The Little 3D Engines that Could

Dateline: 12/16/98

As we all know, VRML is not the only technology capable of displaying 3D worlds on the Web. It may be the most open, the most widely used, and the only true standard but it ain't alone and that's a good thing! It would be foolish to think that VRML or any other 3D technology could satisfy all the possibilities.

Recently a few interesting 3D engines have appeared, one from Pulse Entertainment, another from Eclipse Entertainment called Hollywood using their Genesis 3D engine, one from Flatland using their 3DML markup language, and another from Oz called Fluid 3D.

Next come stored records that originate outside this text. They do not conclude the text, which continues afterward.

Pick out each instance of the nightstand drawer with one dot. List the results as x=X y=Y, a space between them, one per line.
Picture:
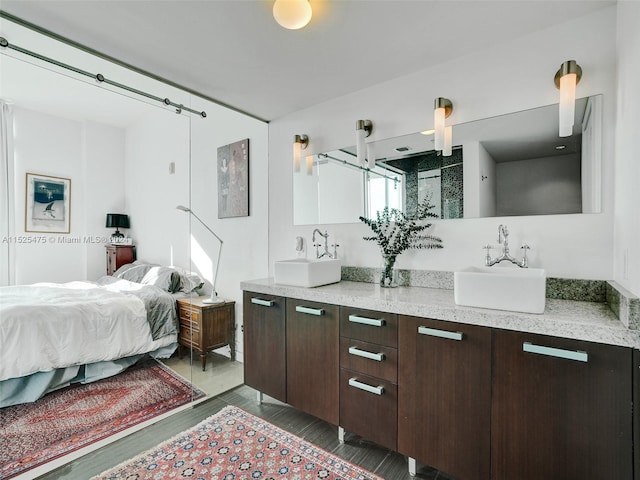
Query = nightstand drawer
x=189 y=336
x=190 y=316
x=369 y=358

The Genesis 3D engine from Hollywood, is an Active X component and functions only with Internet Explorer 4 (or above). It works perfectly well and performs, of course, better then the typical VRML world. However, creating proprietary engines is one thing but creating plug-ins for only one browser is truly a problem. The web has become balkanized enough and there are no significant reasons for content creators to use this type of format. Even more egregious the demos on their site were simply single 3D objects, most with no interactive capabilities.

Fluid 3D is not actually out and it's not really designed to work with Web browsers it's a plug-in to Real Media's G2 player. The potential here is fabulous! Real Media's G2 player is an amazing piece of technology. The new G2 player is actually a SMIL viewer. SMIL is the Synchronized Multimedia Integration Language, a W3C recommended language to describe precisely how to integrate different types of media. The folks at OZ, rather than reinventing the world, decided to use the streaming capabilities provided by Real Media. The G2 player has a plug-in architecture upon which third party vendors can develop viewers for new media types. Fluid 3D is a viewer to stream 3D animations. When it is actually out in beta I'll be sure to report on it.

The Flatland folks have codified Doom-like worlds into an interesting markup language called 3DML. They are pushing it as a simple way of authoring content, as an extension to HTML. The performance of their "Rover" engine with the sample worlds on their site is fabulous. The frame rates were easily in the 20-30fps range. The big problem (IMHO) is that it's just way too limiting, for both geometry and more importantly the interactivity. There are some nice ideas but seems to me as someone on the vrml mailing list pointed out, it might make sense as some sort of "profile" in a future version of VRML that could deal with profiles (functional subsets of the language).

The Pulse network folks have a very cool, albeit proprietary system for creating life-like talking heads. These characters can introduce you to products, take you on web tours or what ever else you like. The performance is terrific and the animation very good. Of course it's just another little plug-in to add in to the growing collection.

I suggest you play around with all these things and see what works. The capabilities demonstrated by these systems pushes VRML, and that's good. Happy surfing!